Keyword field type
Introduced 1.0
A keyword field type contains a string that is not analyzed. It allows only exact, case-sensitive matches.
By default, keyword fields are both indexed (because index
is enabled) and stored on disk (because doc_values
is enabled). To reduce disk space, you can specify not to index keyword fields by setting index
to false
.
If you need to use a field for full-text search, map it as text
instead.
Example
The following query creates a mapping with a keyword field. Setting index
to false
specifies to store the genre
field on disk and to retrieve it using doc_values
:
PUT movies
{
"mappings" : {
"properties" : {
"genre" : {
"type" : "keyword",
"index" : false
}
}
}
}
Parameters
The following table lists the parameters accepted by keyword field types. All parameters are optional.
Parameter | Description |
---|---|
boost | A floating-point value that specifies the weight of this field toward the relevance score. Values above 1.0 increase the field’s relevance. Values between 0.0 and 1.0 decrease the field’s relevance. Default is 1.0. |
doc_values | A Boolean value that specifies whether the field should be stored on disk so that it can be used for aggregations, sorting, or scripting. Default is true . |
eager_global_ordinals | Specifies whether global ordinals should be loaded eagerly on refresh. If the field is often used for aggregations, this parameter should be set to true . Default is false . |
fields | To index the same string in several ways (for example, as a keyword and text), provide the fields parameter. You can specify one version of the field to be used for search and another to be used for sorting and aggregations. |
ignore_above | Any string longer than this integer value should not be indexed. Default is 2147483647. Default dynamic mapping creates a keyword subfield for which ignore_above is set to 256. |
index | A Boolean value that specifies whether the field should be searchable. Default is true . To reduce disk space, set index to false . |
index_options | Information to be stored in the index that will be considered when calculating relevance scores. Can be set to freqs for term frequency. Default is docs . |
meta | Accepts metadata for this field. |
normalizer | Specifies how to preprocess this field before indexing (for example, make it lowercase). Default is null (no preprocessing). |
norms | A Boolean value that specifies whether the field length should be used when calculating relevance scores. Default is false . |
null_value | A value to be used in place of null . Must be of the same type as the field. If this parameter is not specified, the field is treated as missing when its value is null . Default is null . |
similarity | The ranking algorithm for calculating relevance scores. Default is the index’s similarity setting (by default, BM25 ). |
use_similarity | Determines whether to calculate relevance scores. Default is false , which uses constant_score for faster queries. Setting this parameter to true enables scoring but may increase search latency. See The use_similarity parameter . |
split_queries_on_whitespace | A Boolean value that specifies whether full-text queries should be split on white space. Default is false . |
store | A Boolean value that specifies whether the field value should be stored and can be retrieved separately from the _source field. Default is false . |
The use_similarity parameter
The use_similarity
parameter controls whether OpenSearch calculates relevance scores when querying a keyword
field. By default, it is set to false
, which improves performance by using constant_score
. Setting it to true
enables scoring based on the configured similarity algorithm (typically, BM25) but may increase query latency.

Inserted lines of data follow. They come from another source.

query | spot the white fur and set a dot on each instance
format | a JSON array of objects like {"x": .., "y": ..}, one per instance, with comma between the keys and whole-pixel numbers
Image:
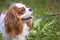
[
  {"x": 26, "y": 14},
  {"x": 25, "y": 27}
]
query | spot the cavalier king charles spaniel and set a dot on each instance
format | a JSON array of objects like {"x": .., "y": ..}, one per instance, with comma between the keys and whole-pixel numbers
[{"x": 16, "y": 23}]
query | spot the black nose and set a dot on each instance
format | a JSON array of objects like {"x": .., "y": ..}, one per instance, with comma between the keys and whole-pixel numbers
[{"x": 30, "y": 9}]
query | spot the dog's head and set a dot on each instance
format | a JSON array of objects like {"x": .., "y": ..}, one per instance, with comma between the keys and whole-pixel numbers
[
  {"x": 16, "y": 14},
  {"x": 22, "y": 11}
]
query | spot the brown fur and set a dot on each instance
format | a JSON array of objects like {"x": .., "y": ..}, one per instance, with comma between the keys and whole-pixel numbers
[{"x": 29, "y": 24}]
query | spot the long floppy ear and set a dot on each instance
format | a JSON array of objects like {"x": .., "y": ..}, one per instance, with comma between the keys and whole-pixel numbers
[{"x": 13, "y": 24}]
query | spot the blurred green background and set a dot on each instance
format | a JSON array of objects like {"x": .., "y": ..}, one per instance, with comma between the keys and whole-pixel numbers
[{"x": 43, "y": 28}]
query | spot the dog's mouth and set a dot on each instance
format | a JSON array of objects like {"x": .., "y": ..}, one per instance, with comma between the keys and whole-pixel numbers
[{"x": 28, "y": 18}]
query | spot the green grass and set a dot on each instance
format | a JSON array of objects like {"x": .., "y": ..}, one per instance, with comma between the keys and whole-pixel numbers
[{"x": 0, "y": 36}]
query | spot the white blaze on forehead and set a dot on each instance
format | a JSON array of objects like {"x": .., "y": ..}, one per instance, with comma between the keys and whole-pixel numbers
[{"x": 19, "y": 5}]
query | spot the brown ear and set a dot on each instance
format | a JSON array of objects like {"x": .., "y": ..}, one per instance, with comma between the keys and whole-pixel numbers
[{"x": 13, "y": 24}]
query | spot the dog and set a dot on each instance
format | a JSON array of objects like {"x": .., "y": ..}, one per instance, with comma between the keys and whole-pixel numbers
[{"x": 16, "y": 23}]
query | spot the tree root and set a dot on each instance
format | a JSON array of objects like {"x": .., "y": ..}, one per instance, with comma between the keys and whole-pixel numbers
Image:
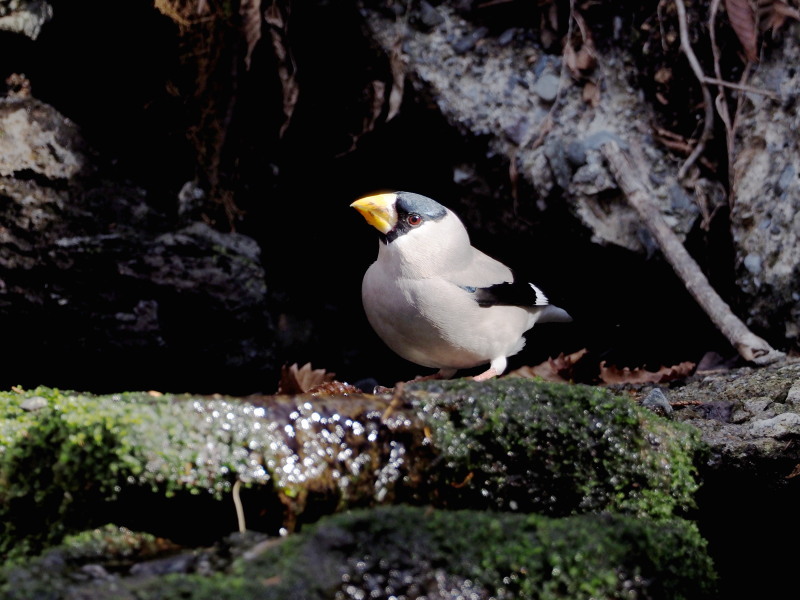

Run a term query on the index for which use_similarity
is disabled (default):
GET /big5/_search
{
"size": 3,
"explain": false,
"query": {
"term": {
"process.name": "kernel"
}
},
"_source": false
}
The query returns results quickly (10 ms), and all documents receive a constant relevance score of 1.0:
{
"took": 10,
"timed_out": false,
"_shards": {
"total": 1,
"successful": 1,
"skipped": 0,
"failed": 0
},
"hits": {
"total": {
"value": 10000,
"relation": "gte"
},
"max_score": 1,
"hits": [
{
"_index": "big5",
"_id": "xDoCtJQBE3c7bAfikzbk",
"_score": 1
},
{
"_index": "big5",
"_id": "xzoCtJQBE3c7bAfikzbk",
"_score": 1
},
{
"_index": "big5",
"_id": "yDoCtJQBE3c7bAfikzbk",
"_score": 1
}
]
}
}
To enable scoring using the default BM25 algorithm for the process.name
field, provide the use_similarity
parameter in the index mappings:
PUT /big5/_mapping
{
"properties": {
"process.name": {
"type": "keyword",
"use_similarity": true
}
}
}
When you run the same term query on the configured index, the query takes longer to run (200 ms), and the returned documents have varying relevance scores based on term frequency and other BM25 factors:
{
"took" : 200,
"timed_out" : false,
"_shards" : {
"total" : 1,
"successful" : 1,
"skipped" : 0,
"failed" : 0
},
"hits" : {
"total" : {
"value" : 10000,
"relation" : "gte"
},
"max_score" : 0.8844931,
"hits" : [
{
"_index" : "big5",
"_id" : "xDoCtJQBE3c7bAfikzbk",
"_score" : 0.8844931
},
{
"_index" : "big5",
"_id" : "xzoCtJQBE3c7bAfikzbk",
"_score" : 0.8844931
},
{
"_index" : "big5",
"_id" : "yDoCtJQBE3c7bAfikzbk",
"_score" : 0.8844931
}
]
}
}